Diminishing returns with too many chunks. Excessively fine chunking introduces overhead from graph breaks, kernel launch latency, and reduced per-chunk compute efficiency. The optimal chunk count depends on both tensor parallelism size and typical token count.
Recommended Settings¶
The following recommendations are based on isolated layer benchmarks using the Meta Llama 3.3 70B model. In end-to-end inference, the optimal configuration may differ depending on the model architecture, sequence lengths, and workload mix. We recommend benchmarking with your specific setup.

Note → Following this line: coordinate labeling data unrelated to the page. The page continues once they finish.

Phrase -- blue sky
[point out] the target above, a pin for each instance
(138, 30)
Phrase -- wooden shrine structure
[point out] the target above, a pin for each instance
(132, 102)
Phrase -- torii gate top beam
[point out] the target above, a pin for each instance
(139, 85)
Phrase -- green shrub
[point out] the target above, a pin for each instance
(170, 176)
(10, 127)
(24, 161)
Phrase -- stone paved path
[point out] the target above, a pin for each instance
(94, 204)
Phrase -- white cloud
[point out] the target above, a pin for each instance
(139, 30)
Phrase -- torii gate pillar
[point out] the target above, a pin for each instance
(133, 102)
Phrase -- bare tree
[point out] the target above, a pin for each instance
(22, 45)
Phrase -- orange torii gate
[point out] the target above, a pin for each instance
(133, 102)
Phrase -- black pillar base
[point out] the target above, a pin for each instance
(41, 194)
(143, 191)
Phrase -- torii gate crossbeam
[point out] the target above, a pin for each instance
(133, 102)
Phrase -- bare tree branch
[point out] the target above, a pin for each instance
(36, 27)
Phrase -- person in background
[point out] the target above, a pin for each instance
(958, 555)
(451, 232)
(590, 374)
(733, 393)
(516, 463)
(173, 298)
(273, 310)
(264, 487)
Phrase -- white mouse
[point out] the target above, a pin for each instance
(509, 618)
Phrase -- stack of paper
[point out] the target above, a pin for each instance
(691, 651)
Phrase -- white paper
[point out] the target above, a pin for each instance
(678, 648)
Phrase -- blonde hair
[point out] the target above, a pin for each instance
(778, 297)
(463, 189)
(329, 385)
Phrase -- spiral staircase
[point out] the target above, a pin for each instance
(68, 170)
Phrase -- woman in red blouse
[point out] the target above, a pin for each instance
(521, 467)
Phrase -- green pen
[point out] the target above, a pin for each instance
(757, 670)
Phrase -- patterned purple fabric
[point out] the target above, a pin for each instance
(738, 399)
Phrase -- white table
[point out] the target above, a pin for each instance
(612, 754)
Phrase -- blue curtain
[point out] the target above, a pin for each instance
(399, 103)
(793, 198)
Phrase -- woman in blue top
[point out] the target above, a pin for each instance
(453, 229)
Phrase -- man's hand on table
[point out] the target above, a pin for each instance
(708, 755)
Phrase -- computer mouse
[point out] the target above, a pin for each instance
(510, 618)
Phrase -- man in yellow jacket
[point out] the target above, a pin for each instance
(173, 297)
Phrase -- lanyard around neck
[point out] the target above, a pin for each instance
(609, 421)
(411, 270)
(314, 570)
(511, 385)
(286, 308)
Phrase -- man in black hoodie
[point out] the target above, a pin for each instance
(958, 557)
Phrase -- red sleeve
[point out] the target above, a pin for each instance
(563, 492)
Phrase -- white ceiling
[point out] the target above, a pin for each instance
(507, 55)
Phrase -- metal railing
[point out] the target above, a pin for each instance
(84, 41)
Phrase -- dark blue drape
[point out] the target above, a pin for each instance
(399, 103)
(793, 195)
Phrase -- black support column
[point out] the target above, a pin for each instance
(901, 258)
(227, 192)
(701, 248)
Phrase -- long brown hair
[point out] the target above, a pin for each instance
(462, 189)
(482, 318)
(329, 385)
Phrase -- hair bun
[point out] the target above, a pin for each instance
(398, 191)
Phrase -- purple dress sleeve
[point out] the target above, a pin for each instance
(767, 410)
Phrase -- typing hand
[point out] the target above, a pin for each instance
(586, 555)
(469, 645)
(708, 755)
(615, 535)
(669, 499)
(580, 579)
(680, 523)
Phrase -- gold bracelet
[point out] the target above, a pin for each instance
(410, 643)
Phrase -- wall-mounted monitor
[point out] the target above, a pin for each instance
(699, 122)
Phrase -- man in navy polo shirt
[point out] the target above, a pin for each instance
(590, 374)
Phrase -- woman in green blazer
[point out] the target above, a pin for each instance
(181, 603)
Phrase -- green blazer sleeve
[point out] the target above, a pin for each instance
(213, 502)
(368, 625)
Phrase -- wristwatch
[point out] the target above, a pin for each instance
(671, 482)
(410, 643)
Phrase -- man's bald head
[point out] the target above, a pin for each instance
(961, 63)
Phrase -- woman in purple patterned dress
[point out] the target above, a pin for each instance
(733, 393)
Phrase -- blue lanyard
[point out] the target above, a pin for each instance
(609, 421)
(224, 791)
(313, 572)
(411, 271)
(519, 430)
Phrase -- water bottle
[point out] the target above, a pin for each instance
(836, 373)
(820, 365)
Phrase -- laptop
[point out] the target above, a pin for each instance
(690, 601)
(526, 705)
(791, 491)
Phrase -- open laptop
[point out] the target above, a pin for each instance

| Tensor parallelism size | Recommended chunks | Notes |
|---|---|---|
| 1 | 1 (disabled) | No all-reduce needed; chunking adds overhead only |
| 2 | 2-64 | Beneficial for token counts ≥ 4096 |
| 4 | 2-16 | Beneficial for token counts ≥ 8192 |
| 8 | 2-8 | Beneficial for token counts ≥ 16384 |
Implementation Details¶
This feature is implemented in vllm_gaudi/ops/hpu_row_parallel_linear.py as HPURowParallelLinear, which registers as an out-of-tree (OOT) override for vLLM's RowParallelLinear. The chunking logic is entirely self-contained in the forward method and does not modify any other part of the model or the inference pipeline.
Each chunk boundary introduces a torch._dynamo.graph_break() to ensure correct async all-reduce semantics under torch.compile. This means the compiled graph will be split at chunk boundaries, which is a necessary trade-off for enabling async communication.